I don’t see an argument that an sacrament is invalidated by certain “accidentals.” However, the objection is that the handling of the host is properly the privilege and province of the priest. Once laity start doing it, the stature of the priest is diminished. The use of the chalice renders and an impression that Christ is not fully present in either form. Both of these are examples of protestant influences in the Church since Vatican 2. Sure the Holy Spirit is working but why do we have to excessively burden Him with a bunch of confusing and pointless innovations?
Unclear what you intend to say, “John Higgins,” but your comments are troublesome. First, “trusting the Holy Spirit,” is the prime excuse given by the Vatican and by many truly awful bishops and priest in the USA for despoiling the Mass, away from Catholic Tradition, and giving us the destruction of the institutional Church that we have today. From the Pope down, many, many in the Church avoid our Deposit of Faith and do whatever they want to at Mass and in the Sacraments. As to the Mass itself, yes, it does matter greatly how you worship and the reverence shown to God (lex orandi, lex credendi and all that). But then, few Catholics of today (as shown in polls) believe in the Real Presence anyway.
St. Christopher has it exactly right. All these things should be done away with, and not because of the spread of flue, but because they are not conducive to what the Mass is about, they are ways of taking attention away from the Lord and focusing on ourselves.
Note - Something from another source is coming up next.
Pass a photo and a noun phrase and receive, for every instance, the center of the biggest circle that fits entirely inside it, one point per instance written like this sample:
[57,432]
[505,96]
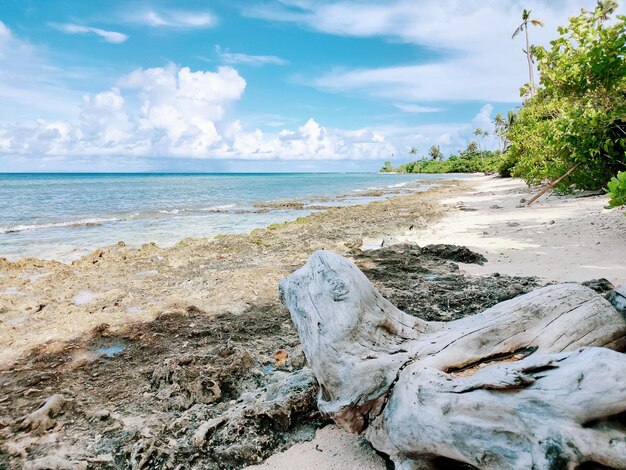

And there is absolutely NO NEED for anyone to receive Our Lord in any other way but through the Most Blessed Sacrament which is the Body, Blood, Soul and Divinity of Our Lord.
If anyone has a link to a real medical study showing disease has ever been spread by a chalice, please post it here.
Joseph, although I do not take from the Holy Cup myself, I do bow my head when passing by it. Sometimes it is hard to do when so many Communion Cups are presented. It, of course, the decision of the bishops and those with the authority to decide whether or not to allow it. Nevertheless, It has not been the tradition of Eastern Rite Catholics nor the separated Eastern churches, nor the Latin Rite until fairly recently. There must have been grave reasons for that.
Correction to second line, last sentence: It is, of course, the decision of the bishops, etc., etc.
“Let us all offer each other the sign of peace.” What sign of peace? Where is it specified that “the” sign of peace is a handshake? Or anything in particular for that matter?
Hugging , physical contact with other mass attendees is part of why Catholics in large numbers have dropped out of church attendance. Return the mass to the essential reason for observing. Discard new age emotionalism, entertainment, pulpit political activisitism, and restore sacredness to the ritual of reenactment of Jesus and His last supper.
Before 1962, none of these things were an issue.
For years, for decades, it’s all so sickeningly tiring, people holding hands at the Our Father, raising their arms and waving their hands in the air, hugging and giving high fives at the “sign” of peace. And nary a priest who says anything, ever, in terms of instruction, or how there is nothing in the rubrics even suggesting this. It’s all a bunch of monkey-see monkey-do by hoards of ignorant Catholics who have never done 5 minutes of theological reading, and to whom the idea that anything, much less everything, at Mass should be according to an authoritative basis (GIRM, anyone?). This is all the fault of a priesthood who apparently just doesn’t care. Again, decade after decade. It’s totally inexcusable.